Nos Alfas, havia um senhor a correr com um 2000, vermelho e branco, de seu nome Carlos Gaspar que tambem deu cartas.
Isto tudo, no tempo em que não havia controle de tracção, ABS, ESP e o CQosF.
Havia tambem a moda de equipar os Anglia Fascinante e os Ford Cortina GT com motores Lotus.
Uma vez, para aí em 1968/69 deu lá entrada na oficina, um Cortina GT, de volante à direita que tinha vindo de Moçambique para equipar com motor Lotus e depois voltar para lá.
Quando o carro estava pronto de mecânica, foram-lhe montados 4 pneus Dunlop Racing, à estreia e, está claro cheios daquela goma que trazem quando são novos.
Sem citar nomes, houve um senhor que foi experimentar o carro.
A bomba roncava que se fartava! Aqueles Weber a chupar à força toda e eis que o carro sai da oficina.
Sobe aquele bocadinho da Rua Castilho até ao cruzamento com a Joaquim António de Aguiar e, pára do lado esquerdo da pianha do polícia sinaleiro, aguardando que este o mandasse avançar.
Aguardou. Mas aquele pé direito não parava quieto no acelerador, vruuuuuummm vruuuuummmmm vruuuuuuummmmmmm, até que o polícia o manda avançar.

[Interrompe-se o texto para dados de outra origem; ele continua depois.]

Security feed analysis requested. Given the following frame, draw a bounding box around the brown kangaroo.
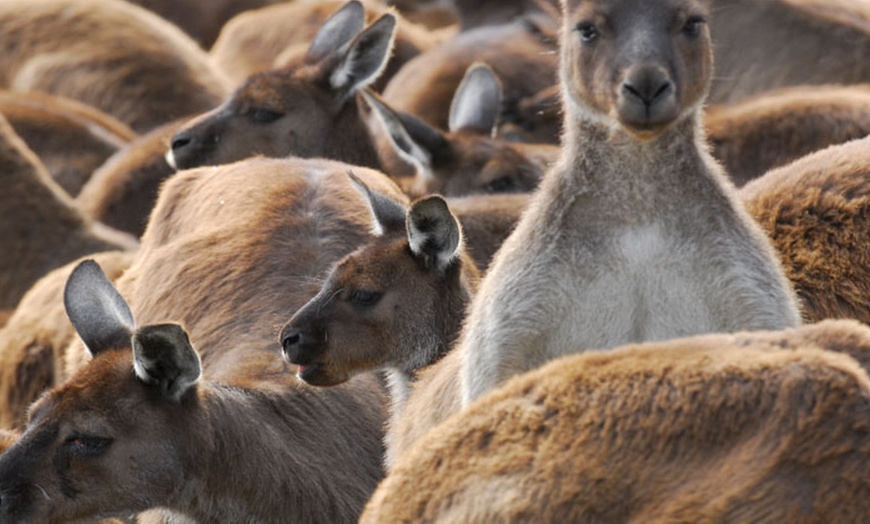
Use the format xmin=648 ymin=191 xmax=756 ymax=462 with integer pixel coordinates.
xmin=209 ymin=0 xmax=442 ymax=90
xmin=360 ymin=320 xmax=870 ymax=524
xmin=0 ymin=91 xmax=136 ymax=197
xmin=281 ymin=178 xmax=479 ymax=465
xmin=0 ymin=0 xmax=229 ymax=133
xmin=709 ymin=0 xmax=870 ymax=104
xmin=0 ymin=261 xmax=383 ymax=523
xmin=0 ymin=115 xmax=137 ymax=310
xmin=76 ymin=118 xmax=189 ymax=237
xmin=0 ymin=251 xmax=135 ymax=430
xmin=740 ymin=133 xmax=870 ymax=325
xmin=168 ymin=1 xmax=396 ymax=169
xmin=362 ymin=63 xmax=559 ymax=197
xmin=705 ymin=85 xmax=870 ymax=186
xmin=383 ymin=18 xmax=562 ymax=144
xmin=458 ymin=0 xmax=800 ymax=404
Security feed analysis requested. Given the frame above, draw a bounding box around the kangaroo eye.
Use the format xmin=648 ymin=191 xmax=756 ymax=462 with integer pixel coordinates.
xmin=683 ymin=16 xmax=706 ymax=38
xmin=349 ymin=289 xmax=384 ymax=307
xmin=575 ymin=22 xmax=599 ymax=44
xmin=63 ymin=435 xmax=112 ymax=457
xmin=248 ymin=107 xmax=284 ymax=124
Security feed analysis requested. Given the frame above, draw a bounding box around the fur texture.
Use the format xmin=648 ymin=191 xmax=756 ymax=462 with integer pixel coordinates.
xmin=705 ymin=86 xmax=870 ymax=186
xmin=0 ymin=91 xmax=136 ymax=197
xmin=0 ymin=117 xmax=136 ymax=309
xmin=458 ymin=0 xmax=800 ymax=404
xmin=361 ymin=321 xmax=870 ymax=524
xmin=740 ymin=134 xmax=870 ymax=324
xmin=0 ymin=0 xmax=229 ymax=133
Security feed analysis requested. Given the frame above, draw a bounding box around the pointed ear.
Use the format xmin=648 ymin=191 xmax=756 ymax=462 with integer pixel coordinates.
xmin=361 ymin=89 xmax=449 ymax=177
xmin=304 ymin=0 xmax=366 ymax=64
xmin=347 ymin=171 xmax=405 ymax=237
xmin=133 ymin=324 xmax=202 ymax=403
xmin=63 ymin=259 xmax=136 ymax=355
xmin=407 ymin=195 xmax=462 ymax=271
xmin=448 ymin=62 xmax=502 ymax=135
xmin=329 ymin=13 xmax=396 ymax=97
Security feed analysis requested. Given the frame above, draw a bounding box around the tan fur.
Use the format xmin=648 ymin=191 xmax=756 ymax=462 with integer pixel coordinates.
xmin=0 ymin=91 xmax=136 ymax=197
xmin=0 ymin=251 xmax=134 ymax=429
xmin=740 ymin=138 xmax=870 ymax=324
xmin=0 ymin=0 xmax=229 ymax=132
xmin=209 ymin=0 xmax=438 ymax=91
xmin=0 ymin=158 xmax=406 ymax=522
xmin=458 ymin=0 xmax=800 ymax=403
xmin=361 ymin=321 xmax=870 ymax=523
xmin=383 ymin=20 xmax=561 ymax=143
xmin=0 ymin=117 xmax=136 ymax=308
xmin=76 ymin=118 xmax=187 ymax=237
xmin=709 ymin=0 xmax=870 ymax=104
xmin=705 ymin=86 xmax=870 ymax=186
xmin=127 ymin=0 xmax=281 ymax=49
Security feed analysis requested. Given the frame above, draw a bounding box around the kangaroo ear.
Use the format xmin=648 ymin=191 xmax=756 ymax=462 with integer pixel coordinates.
xmin=133 ymin=324 xmax=202 ymax=403
xmin=347 ymin=171 xmax=405 ymax=237
xmin=63 ymin=259 xmax=136 ymax=355
xmin=304 ymin=0 xmax=366 ymax=64
xmin=448 ymin=62 xmax=502 ymax=135
xmin=329 ymin=13 xmax=396 ymax=97
xmin=361 ymin=89 xmax=450 ymax=178
xmin=407 ymin=195 xmax=462 ymax=271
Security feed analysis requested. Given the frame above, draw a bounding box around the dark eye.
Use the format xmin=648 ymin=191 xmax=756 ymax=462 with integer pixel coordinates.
xmin=349 ymin=289 xmax=384 ymax=307
xmin=248 ymin=107 xmax=284 ymax=124
xmin=683 ymin=16 xmax=706 ymax=38
xmin=484 ymin=176 xmax=516 ymax=193
xmin=63 ymin=435 xmax=112 ymax=457
xmin=575 ymin=22 xmax=598 ymax=44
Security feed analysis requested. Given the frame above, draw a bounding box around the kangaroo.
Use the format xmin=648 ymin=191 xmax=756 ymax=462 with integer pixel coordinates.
xmin=458 ymin=0 xmax=800 ymax=405
xmin=0 ymin=0 xmax=231 ymax=133
xmin=362 ymin=62 xmax=559 ymax=197
xmin=0 ymin=260 xmax=383 ymax=523
xmin=0 ymin=91 xmax=136 ymax=197
xmin=281 ymin=175 xmax=479 ymax=465
xmin=167 ymin=2 xmax=396 ymax=169
xmin=360 ymin=320 xmax=870 ymax=524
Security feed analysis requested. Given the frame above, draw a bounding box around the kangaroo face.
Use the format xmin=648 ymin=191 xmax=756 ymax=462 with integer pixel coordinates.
xmin=562 ymin=0 xmax=713 ymax=137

Arrancou à força toda, mesmo com muita força, direito às galerias do Ritz que foi um espectáculo. Deu uma choriçada do caraças numa boca de incêndio que estava no passeio que a arrancou e a partir daí parecia a fonte luminosa. A montra foi pó galheiro e o ex Cortina GT que havia sido promovido a Cortina Lotus, num ápice foi despromovido, passando a ser sucata.
Não sei o que foi feito do carro, porque foi para outra oficina, uma vez que não tínhamos secção de chapa e pintura.
Hoje, quando vejo desfilar estas relíquias, vem-me cá uma saudade!
E quando vejo às vezes na televisão algum piloto desse tempo, penso assim: "é pá! Estás mesmo velho"!
É que eu, nessa época era um puto e eles já eram uns homens feitos!